Suddenly, normal-sized fighters could go anywhere bombers could go.

Northrop XP-79 Flying Ram

Flickr/D. Sheley

The XP-79 was designed to ram enemy aircraft. On purpose. 

The pilot lay flat on his stomach, the wings were reinforced with steel, and the whole thing was built to survive collisions that would destroy normal fighters. It crashed on its first flight, killing the test pilot. 

Turns out that aircraft designed for ramming are inherently unstable, and lying prone makes it harder to control an aircraft that’s already difficult to fly. The program ended immediately.

Curtiss XF-87 Blackhawk

Flickr/kitchener.lord

The XF-87 was supposed to be a night fighter. Four jet engines, radar in the nose, room for a crew of two. 

It looked menacing and flew adequately, but “adequately” wasn’t good enough when other manufacturers were building jets that flew exceptionally well. Curtiss never recovered from the XF-87’s lukewarm reception. 
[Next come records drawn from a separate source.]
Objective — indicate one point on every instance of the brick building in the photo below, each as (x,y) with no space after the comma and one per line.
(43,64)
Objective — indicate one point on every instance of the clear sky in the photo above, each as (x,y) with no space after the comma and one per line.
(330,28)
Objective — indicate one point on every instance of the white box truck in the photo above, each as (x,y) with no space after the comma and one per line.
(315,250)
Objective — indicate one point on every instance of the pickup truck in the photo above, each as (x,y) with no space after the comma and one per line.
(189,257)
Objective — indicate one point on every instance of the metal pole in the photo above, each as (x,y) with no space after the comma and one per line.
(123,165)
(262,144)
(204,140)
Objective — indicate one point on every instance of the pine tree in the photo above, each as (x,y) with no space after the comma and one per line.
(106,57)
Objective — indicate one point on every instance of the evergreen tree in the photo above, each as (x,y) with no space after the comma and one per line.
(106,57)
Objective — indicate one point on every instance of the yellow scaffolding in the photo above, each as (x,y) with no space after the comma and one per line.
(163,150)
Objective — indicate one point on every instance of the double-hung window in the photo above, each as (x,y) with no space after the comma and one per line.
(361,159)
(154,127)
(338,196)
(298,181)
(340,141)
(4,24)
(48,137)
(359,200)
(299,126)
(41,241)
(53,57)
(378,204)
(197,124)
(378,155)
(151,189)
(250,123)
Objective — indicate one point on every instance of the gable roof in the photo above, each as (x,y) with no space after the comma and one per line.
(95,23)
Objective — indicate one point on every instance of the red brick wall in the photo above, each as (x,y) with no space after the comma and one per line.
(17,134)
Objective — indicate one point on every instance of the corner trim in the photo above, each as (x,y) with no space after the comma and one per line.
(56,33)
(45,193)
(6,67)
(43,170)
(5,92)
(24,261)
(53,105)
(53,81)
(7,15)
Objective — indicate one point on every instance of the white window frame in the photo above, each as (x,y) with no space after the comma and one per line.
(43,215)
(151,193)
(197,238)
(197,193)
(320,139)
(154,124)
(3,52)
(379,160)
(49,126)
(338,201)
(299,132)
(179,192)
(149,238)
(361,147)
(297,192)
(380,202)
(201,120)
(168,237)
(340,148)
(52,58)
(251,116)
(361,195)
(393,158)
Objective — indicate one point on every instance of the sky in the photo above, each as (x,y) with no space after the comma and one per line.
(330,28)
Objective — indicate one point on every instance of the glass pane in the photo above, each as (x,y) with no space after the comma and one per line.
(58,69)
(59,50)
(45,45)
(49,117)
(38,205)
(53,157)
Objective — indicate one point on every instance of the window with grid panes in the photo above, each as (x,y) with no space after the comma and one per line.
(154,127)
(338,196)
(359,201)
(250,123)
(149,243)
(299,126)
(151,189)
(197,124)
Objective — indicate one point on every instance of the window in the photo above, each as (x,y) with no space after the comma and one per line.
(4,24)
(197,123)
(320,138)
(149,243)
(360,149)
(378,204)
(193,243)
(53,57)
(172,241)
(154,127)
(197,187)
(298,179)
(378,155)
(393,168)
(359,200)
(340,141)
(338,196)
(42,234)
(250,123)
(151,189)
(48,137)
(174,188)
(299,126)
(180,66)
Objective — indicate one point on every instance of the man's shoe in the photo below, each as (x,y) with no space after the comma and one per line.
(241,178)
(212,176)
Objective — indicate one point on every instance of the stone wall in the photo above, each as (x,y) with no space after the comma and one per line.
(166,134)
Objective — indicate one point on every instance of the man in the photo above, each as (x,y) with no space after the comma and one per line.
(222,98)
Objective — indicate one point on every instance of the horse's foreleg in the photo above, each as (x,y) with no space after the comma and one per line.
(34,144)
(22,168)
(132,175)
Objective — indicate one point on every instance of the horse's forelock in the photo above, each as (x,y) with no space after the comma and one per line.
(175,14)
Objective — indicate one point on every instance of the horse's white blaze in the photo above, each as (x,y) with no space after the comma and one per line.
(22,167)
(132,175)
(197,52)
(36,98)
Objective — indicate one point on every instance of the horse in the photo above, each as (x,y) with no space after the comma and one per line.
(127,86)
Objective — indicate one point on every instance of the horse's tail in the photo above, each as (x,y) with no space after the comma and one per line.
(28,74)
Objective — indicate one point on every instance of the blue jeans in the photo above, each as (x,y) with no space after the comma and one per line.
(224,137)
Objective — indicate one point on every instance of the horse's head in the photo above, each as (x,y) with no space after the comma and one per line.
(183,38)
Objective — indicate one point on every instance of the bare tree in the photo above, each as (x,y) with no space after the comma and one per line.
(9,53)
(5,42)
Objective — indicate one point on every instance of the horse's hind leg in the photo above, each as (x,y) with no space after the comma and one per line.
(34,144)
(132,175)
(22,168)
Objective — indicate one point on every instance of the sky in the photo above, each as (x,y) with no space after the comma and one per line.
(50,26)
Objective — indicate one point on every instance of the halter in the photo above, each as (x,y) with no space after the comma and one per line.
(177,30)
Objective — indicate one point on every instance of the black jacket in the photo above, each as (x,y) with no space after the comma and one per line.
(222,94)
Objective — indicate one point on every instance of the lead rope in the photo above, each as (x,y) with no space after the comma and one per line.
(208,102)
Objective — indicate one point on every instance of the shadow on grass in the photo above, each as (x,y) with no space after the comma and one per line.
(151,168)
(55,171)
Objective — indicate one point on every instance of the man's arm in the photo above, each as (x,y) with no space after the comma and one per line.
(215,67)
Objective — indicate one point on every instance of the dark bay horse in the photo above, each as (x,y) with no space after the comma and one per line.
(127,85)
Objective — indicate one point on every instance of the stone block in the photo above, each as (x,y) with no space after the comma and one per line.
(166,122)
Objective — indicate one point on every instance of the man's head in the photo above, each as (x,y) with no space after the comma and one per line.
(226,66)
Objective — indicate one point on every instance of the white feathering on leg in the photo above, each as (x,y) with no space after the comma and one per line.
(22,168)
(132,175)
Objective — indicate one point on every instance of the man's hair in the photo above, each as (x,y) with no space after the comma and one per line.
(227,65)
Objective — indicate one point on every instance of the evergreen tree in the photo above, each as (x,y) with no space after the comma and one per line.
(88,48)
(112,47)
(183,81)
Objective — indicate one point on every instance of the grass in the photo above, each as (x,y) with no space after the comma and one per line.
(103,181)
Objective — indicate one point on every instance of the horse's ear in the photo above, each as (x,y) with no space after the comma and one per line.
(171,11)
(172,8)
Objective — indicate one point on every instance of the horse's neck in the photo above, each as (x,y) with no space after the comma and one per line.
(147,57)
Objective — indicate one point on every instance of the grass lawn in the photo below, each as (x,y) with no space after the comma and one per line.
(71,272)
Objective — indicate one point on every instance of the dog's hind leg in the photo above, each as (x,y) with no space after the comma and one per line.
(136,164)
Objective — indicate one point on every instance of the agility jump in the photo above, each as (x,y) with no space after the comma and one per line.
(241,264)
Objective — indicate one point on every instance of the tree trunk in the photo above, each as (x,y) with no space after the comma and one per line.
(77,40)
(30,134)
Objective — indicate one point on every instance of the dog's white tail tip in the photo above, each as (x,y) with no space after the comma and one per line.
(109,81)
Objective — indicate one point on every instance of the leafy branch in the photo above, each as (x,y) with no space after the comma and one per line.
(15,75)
The company that had dominated aviation in the 1930s couldn’t adapt to the jet age, and the Blackhawk became their last attempt at military aircraft.

Bell X-1A

Flickr/SDASM Archives

There’s something almost innocent about an aircraft whose only job was to go faster than anything had gone before—no weapons, no complex systems, just a rocket engine, a cockpit, and the kind of pilot willing to strap himself to barely controlled explosion and see what happened next. The X-1A picked up where the original X-1 left off, pushing deeper into supersonic territory where the air behaved differently and aircraft could suddenly become uncontrollable without warning, a realm where test pilots earned their reputation one flight at a time by surviving speeds that turned minor mistakes into major disasters. 

Chuck Yeager took it past Mach 2.4 before it went into an uncontrolled spin that nearly killed him, tumbling through the sky like a bullet fired from a rifle, completely unresponsive to normal flight controls until he managed to recover at a much lower altitude with his hands shaking and his respect for supersonic flight considerably enhanced. But it gave engineers the data they needed to design jets that could handle those speeds routinely. 

The X-1A was never meant to be practical—it was meant to teach lessons that couldn’t be learned any other way.

Chance Vought XF7U Cutlass

Flickr/torinodave72

The Cutlass was cursed. Swept wings, twin engines, no horizontal tail, and a landing gear system that collapsed regularly. 

Navy pilots called it the “Gutless Cutlass” because the engines were underpowered and the aircraft killed more pilots than enemy fighters ever could. It looked futuristic and flew like it was designed by someone who had never seen an aircraft before. 

The Navy eventually gave up and ordered something more conventional. The Cutlass became a cautionary tale about prioritizing appearance over airworthiness.

When the Experiments Ended

Flickr/Saab AB

These aircraft represent something that might be disappearing from military aviation—the willingness to build something completely untested just to see if it might work. The Cold War created an environment where failure was acceptable as long as it taught valuable lessons, where engineers could propose aircraft that looked ridiculous and still receive funding to build prototypes. 

Modern military aircraft development is more cautious, more computer-modeled, more predictable. That’s probably wise, but it’s also less interesting. 

There’s something to be said for an era when test pilots showed up to work never quite knowing whether they’d be flying a revolutionary breakthrough or a death trap with wings.